Saturday, October 27, 2007

Great Expectations, And Others

A baseball team's won-loss record over a full season usually has a close relationship to the difference between runs scored over runs allowed ("net runs"). This seems like a pretty common-sensical observation, since the way a team wins a game is by scoring more runs than its opponent. When Bill James almost 30 years ago nicknamed the general arithmetical relationship over a season between won-loss record and net runs as the "Pythagorean" win expectation formula, he made it sound more evocative of high school geometry class than it really is. Unlike in that geometry class, there are no elaborate logical proofs behind baseball's "Pythagorean" formula. Baseball's Pythagorean formula is just plain old arithmetic -- if you look at all the seasons by all the teams in baseball history, it just so happens that they tend to end up a season with a winning percentage about equal to the square of the team's runs scored divided by the sum of the square of the team's runs scored plus the square of the team's runs allowed.

Bill James recently posted a spreadsheet that includes, among other things, every major league team's winning percentage for every season since 1876, along with its Pythagorean win expectation (Bill now uses a slight variation on the formula, with a slightly different exponent replacing the simple "2" designated by the "squared" part of the formula, but that is a very minor technicality). Of 2,516 team-seasons since 1876, only 242 resulted in more than 5 wins above the Pythagorean expectation. So less than 10% of all teams exceed their Pythagorean win expectation by more than 5 wins.

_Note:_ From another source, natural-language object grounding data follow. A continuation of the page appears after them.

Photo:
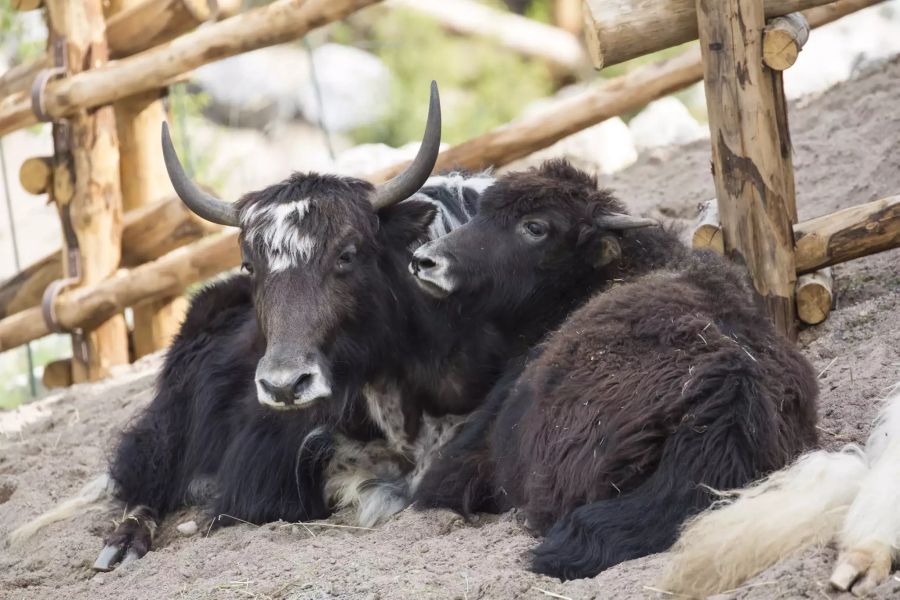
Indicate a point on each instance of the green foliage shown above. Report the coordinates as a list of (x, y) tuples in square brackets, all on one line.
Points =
[(482, 85), (12, 30), (540, 10), (14, 387)]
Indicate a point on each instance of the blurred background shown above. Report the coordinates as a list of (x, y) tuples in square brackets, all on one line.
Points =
[(352, 97)]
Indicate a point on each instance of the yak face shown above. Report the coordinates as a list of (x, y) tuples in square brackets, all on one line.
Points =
[(536, 232), (322, 261), (324, 253)]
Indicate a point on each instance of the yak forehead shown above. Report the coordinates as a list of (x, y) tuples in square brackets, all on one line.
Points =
[(291, 223), (554, 186)]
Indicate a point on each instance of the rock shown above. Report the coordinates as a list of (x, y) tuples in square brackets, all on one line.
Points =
[(188, 528), (272, 85), (601, 149), (665, 122), (368, 158), (355, 87)]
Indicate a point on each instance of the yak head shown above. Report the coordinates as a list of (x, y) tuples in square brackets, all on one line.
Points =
[(537, 233), (323, 253)]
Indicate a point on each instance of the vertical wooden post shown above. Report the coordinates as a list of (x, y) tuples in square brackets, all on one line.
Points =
[(86, 183), (567, 15), (144, 182), (751, 151)]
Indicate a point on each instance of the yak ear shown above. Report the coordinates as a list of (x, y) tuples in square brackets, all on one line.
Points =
[(406, 222), (601, 248), (608, 252)]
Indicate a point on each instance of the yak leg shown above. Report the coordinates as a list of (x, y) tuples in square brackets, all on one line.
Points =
[(130, 541), (368, 477)]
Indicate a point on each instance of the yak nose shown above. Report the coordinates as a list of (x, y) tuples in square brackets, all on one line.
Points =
[(286, 389), (427, 260), (432, 271)]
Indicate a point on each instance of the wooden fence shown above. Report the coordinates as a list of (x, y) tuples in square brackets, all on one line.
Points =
[(128, 242)]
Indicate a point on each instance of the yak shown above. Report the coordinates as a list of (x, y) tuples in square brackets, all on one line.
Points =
[(668, 381), (318, 377)]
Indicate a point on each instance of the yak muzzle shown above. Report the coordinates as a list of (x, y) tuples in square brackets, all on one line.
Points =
[(291, 388)]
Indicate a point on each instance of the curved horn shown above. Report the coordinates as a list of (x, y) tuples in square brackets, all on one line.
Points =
[(201, 203), (621, 222), (407, 183)]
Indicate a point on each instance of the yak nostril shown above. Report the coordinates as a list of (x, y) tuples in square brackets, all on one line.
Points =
[(302, 383), (281, 393), (425, 263)]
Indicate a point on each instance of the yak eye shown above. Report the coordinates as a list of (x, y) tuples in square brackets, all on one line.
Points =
[(535, 229), (346, 258)]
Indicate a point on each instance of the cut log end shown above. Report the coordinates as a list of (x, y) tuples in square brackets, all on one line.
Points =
[(708, 232), (27, 4), (58, 374), (783, 39), (36, 174), (815, 296)]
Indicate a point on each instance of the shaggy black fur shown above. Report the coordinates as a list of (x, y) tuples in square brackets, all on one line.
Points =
[(205, 439), (646, 394)]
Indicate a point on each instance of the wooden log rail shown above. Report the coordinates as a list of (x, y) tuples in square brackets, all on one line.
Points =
[(495, 148), (151, 23), (210, 256), (276, 23), (751, 151), (620, 30), (605, 100), (165, 277), (147, 234), (180, 268), (559, 49)]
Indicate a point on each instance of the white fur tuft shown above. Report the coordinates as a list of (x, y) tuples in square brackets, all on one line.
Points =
[(870, 538), (93, 492), (792, 509)]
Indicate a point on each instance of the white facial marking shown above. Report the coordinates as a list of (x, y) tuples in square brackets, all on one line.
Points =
[(433, 278), (317, 388), (276, 229)]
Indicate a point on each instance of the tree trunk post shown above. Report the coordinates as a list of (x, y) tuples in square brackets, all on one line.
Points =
[(751, 151), (86, 184), (144, 182)]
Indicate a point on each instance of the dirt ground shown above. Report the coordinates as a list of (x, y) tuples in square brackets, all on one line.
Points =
[(847, 151)]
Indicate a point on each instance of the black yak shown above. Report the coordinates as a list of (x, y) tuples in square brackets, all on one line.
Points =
[(320, 376), (668, 381)]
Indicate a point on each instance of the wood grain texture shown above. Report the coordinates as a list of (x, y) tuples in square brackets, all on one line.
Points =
[(751, 152), (619, 30), (87, 180), (146, 24), (165, 277), (815, 296), (783, 38), (708, 231), (36, 174), (847, 234)]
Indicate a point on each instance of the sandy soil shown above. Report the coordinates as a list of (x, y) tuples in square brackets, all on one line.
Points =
[(847, 145)]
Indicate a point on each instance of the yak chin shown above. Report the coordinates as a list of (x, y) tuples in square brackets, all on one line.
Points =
[(265, 399), (438, 288)]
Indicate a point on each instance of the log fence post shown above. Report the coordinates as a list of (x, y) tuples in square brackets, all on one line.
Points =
[(751, 151)]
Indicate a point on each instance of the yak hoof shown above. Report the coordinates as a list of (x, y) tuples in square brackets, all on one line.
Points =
[(860, 570), (130, 541), (108, 557)]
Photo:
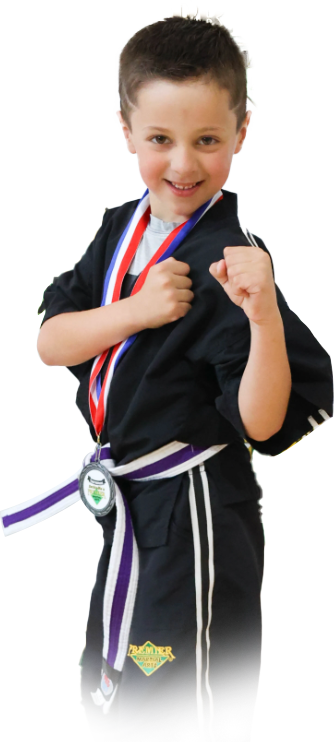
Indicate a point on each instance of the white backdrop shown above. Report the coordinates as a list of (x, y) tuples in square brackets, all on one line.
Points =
[(61, 144)]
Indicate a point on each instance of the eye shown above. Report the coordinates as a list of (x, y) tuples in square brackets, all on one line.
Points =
[(211, 140), (158, 136)]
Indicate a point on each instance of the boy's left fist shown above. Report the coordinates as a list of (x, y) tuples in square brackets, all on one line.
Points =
[(245, 273)]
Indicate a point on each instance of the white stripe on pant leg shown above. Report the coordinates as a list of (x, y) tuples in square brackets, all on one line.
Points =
[(198, 591), (208, 513)]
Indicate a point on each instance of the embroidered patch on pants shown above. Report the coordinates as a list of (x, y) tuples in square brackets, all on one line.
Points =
[(149, 657)]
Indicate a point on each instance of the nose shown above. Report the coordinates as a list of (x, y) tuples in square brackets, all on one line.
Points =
[(183, 164)]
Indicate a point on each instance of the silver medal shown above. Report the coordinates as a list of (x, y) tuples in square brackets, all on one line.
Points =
[(97, 488)]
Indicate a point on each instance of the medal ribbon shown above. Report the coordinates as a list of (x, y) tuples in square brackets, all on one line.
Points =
[(119, 265)]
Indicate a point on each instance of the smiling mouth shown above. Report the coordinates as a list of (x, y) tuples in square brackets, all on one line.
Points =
[(183, 188)]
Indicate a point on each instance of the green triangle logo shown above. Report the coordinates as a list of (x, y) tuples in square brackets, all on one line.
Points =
[(149, 657), (42, 254), (56, 691), (297, 487), (289, 47)]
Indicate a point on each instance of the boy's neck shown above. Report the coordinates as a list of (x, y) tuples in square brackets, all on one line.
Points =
[(161, 211)]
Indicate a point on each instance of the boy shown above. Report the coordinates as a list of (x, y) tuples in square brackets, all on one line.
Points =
[(215, 356)]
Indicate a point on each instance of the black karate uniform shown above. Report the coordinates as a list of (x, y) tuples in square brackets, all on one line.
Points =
[(201, 560)]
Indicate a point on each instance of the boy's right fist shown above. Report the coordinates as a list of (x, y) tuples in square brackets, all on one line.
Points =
[(165, 295)]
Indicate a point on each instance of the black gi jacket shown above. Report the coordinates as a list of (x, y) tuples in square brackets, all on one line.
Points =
[(180, 381)]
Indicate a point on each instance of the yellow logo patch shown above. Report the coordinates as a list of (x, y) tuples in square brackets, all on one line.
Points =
[(149, 657)]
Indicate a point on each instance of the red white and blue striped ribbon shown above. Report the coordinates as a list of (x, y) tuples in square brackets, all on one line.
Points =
[(119, 265)]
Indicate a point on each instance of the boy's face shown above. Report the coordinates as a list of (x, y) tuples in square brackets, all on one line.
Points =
[(183, 134)]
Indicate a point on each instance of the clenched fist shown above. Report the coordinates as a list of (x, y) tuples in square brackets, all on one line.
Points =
[(165, 295), (245, 273)]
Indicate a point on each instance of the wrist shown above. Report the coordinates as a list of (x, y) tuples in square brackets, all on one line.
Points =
[(270, 323)]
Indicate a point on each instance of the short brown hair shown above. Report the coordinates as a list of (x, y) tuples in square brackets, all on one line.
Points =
[(178, 49)]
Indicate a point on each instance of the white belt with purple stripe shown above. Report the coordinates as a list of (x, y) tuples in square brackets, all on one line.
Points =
[(122, 577)]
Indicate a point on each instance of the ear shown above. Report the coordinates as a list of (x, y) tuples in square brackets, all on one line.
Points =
[(241, 136), (127, 133)]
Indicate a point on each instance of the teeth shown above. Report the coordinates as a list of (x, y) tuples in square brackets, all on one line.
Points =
[(183, 188)]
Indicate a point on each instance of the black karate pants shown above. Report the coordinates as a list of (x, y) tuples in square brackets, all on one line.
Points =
[(199, 595)]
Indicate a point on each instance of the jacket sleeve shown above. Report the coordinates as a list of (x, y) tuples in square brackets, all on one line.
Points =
[(227, 349), (72, 291)]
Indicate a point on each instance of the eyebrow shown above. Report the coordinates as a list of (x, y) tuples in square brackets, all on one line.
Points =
[(204, 128)]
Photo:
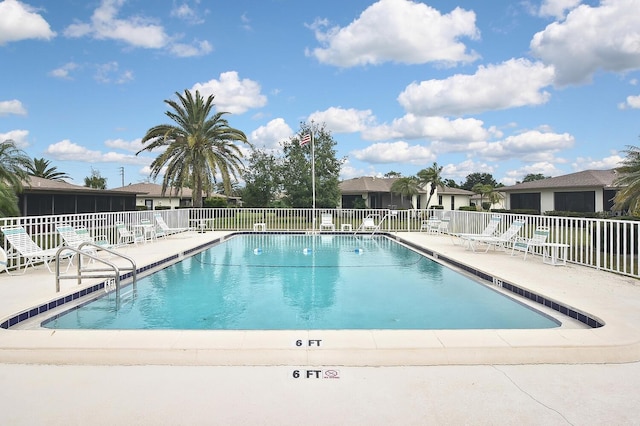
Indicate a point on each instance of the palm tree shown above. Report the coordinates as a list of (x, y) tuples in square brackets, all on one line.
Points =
[(628, 197), (431, 175), (406, 187), (39, 167), (492, 195), (196, 148), (13, 162)]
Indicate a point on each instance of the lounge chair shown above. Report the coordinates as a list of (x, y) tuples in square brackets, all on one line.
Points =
[(327, 222), (71, 239), (369, 223), (502, 240), (488, 231), (430, 225), (165, 228), (22, 243), (526, 245), (100, 240), (4, 261), (125, 236)]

Of those 242 teams, 236 had a "next season" (2007 teams obviously have no "next season" yet, and 19th century teams sometimes went out of business before they could have a "next season") but only 26 of them could repeat the feat of winning more than 5 games above expectation, again less than 10% of the teams. That suggests that winning more games than Pythagorean-expectation is not really a repeatable skill, and is largely just luck (Bill James has found, however, that the most extreme overperforming teams, such as the D-Backs this season, may have some amount of a repeatable skill). By the way, winning itself is a repeatable skill: of the 316 teams in history that have had a greater than .600 winning percentage and who had a "next season", 134 repeated the feat in that next season, and those 316 teams that finished over .600 averaged a .582 winning percentage in their next season.

All this being an elaborate introduction to pointing out the oddity that although Mets seasons represent only 46 of the 2,516 team seasons that have been played in history (about 1 Mets season for every 55 team-seasons in history), the Mets have had two of the ten most Pythagorean-overperforming teams of all time, as well as the single most underperforming team of all time:

-- The 1984 Mets, Davey Johnson's first Mets team, gave up 676 runs while scoring only 652, yet somehow managed to finish with 90 wins and 72 losses. That's the fourth biggest Pythagorean overperformance of all time. The 2007 D-Backs, by the way, were the ninth biggest Pythagorean overperformers of all time.

-- The 1972 Mets, the first Mets team with Yogi Berra as manager, gave up 50 more runs than they scored in a slightly strike-shortened season, but still managed to finish 10 games over .500 anyway, the ninth biggest Pythagorean overperformance ever.

-- And then there is the astounding 1993 Mets team, managed first by Jeff Torborg and then Dallas Green. This club was not good, but was actually competitive. Their runs scored and runs given up predict a 73 or 74 win season, not good, but that should not have produced anything grotesquely bad. By hook or by crook, however, this team finished a horrible 59-103, the fourth worst record in the majors in the 1990s and the largest single Pythagorean underperformance, and the largest variation from the Pythagorean expectation of any kind, up or down, in baseball history.